Las sillas se han colocado antes de las 12h y ya había gente esperando para sentarse y guardar sitio. Allí, muchos familiares guardan sitio para la familia y para que los pequeños estén en primera fila. A parte de abonar 4€ por cada silla deberán esperar 8 horas. Algunos hacen turnos, otros se llevan el bocata, incluso la nevera portátil. Eso sí, la sensación de frío intenso les invade a todos.
La picardía valenciana
No son pocos los que reservan las sillas con cuerdas, con su nombre o incluso como está lloviendo tapando las sillas con plásticos de esos de cubrir la ropa. Son muchos los que se acercan a tiendas multiprecio a por estas bolsas para cubrir la ropa y cubrir las sillas.
«hacemos turnos familiares para que los niños puedan disfrutar en primera fila, pero esto es inhumano, hay que buscar una solución»
Aseguraba una señora de mediana edad con pinta de tener mucho frío, y es que a las 14h los termómetros marcaban 8ºC pero la sensación era de 4-5ºC. Lo decía mientras miraba la etiqueta de entrada de moros y cristianos numerada: Av. Rei Jaume I fila X, Asiento X decía. «No entiendo por qué aquí no las numeran y hacen lo mismo».
La solución fácil que nadie toma
La solución sería hacer un mapa del recorrido con las sillas y una web asociada de venta de entradas online. Una de las personas que están esperando entonces dice en una tertulia improvisada «¿y qué hacemos con los mayores sin acceso a internet?«, y en seguida en la tertulia sale la solución: que en oficinas municipales tengan acceso a esa web y un código y así vender las entradas in situ.
¿Pero por qué no ponen solución las autoridades?
Es la gran pregunta, fuentes de la propia concejalía de Fiestas y tradiciones asegura que «quitan las etiquetas» pero quitarán una, pero las sillas de al lado la tendrían, con lo que sería fácil localizar la silla.

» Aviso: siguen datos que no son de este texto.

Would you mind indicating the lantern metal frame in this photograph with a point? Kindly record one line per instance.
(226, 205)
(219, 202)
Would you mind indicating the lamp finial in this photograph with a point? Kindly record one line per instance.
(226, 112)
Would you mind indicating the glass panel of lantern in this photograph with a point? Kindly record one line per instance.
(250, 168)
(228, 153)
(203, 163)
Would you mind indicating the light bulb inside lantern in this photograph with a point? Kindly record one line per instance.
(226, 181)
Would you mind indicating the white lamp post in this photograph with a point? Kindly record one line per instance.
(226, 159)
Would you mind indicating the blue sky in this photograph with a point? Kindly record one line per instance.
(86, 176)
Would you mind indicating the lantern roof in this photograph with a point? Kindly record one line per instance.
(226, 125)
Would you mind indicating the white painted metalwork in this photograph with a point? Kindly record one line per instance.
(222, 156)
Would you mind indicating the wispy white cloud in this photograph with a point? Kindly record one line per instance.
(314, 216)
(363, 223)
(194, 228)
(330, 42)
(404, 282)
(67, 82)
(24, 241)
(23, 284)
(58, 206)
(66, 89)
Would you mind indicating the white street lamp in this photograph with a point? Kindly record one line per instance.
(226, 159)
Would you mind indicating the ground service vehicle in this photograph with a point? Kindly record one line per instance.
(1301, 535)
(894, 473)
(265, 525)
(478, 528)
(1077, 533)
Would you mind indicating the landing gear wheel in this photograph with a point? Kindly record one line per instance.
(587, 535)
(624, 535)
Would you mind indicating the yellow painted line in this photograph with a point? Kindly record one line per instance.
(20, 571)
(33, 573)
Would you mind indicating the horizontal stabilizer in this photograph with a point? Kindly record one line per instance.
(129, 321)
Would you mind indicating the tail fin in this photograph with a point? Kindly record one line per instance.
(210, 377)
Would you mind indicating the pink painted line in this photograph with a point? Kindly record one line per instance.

«No quieren trabajar, como ellos sí tienen sillas y dan entradas en la grada de invitados y en los palcos a sus familias no ven el problema».
A las 14h. ya estaban el 50% de las sillas reservadas. Un problema que nadie parece querer solucionar…De momento la imagen es pésima…
«Cualquier pueblo organiza mejor esto que Valéncia».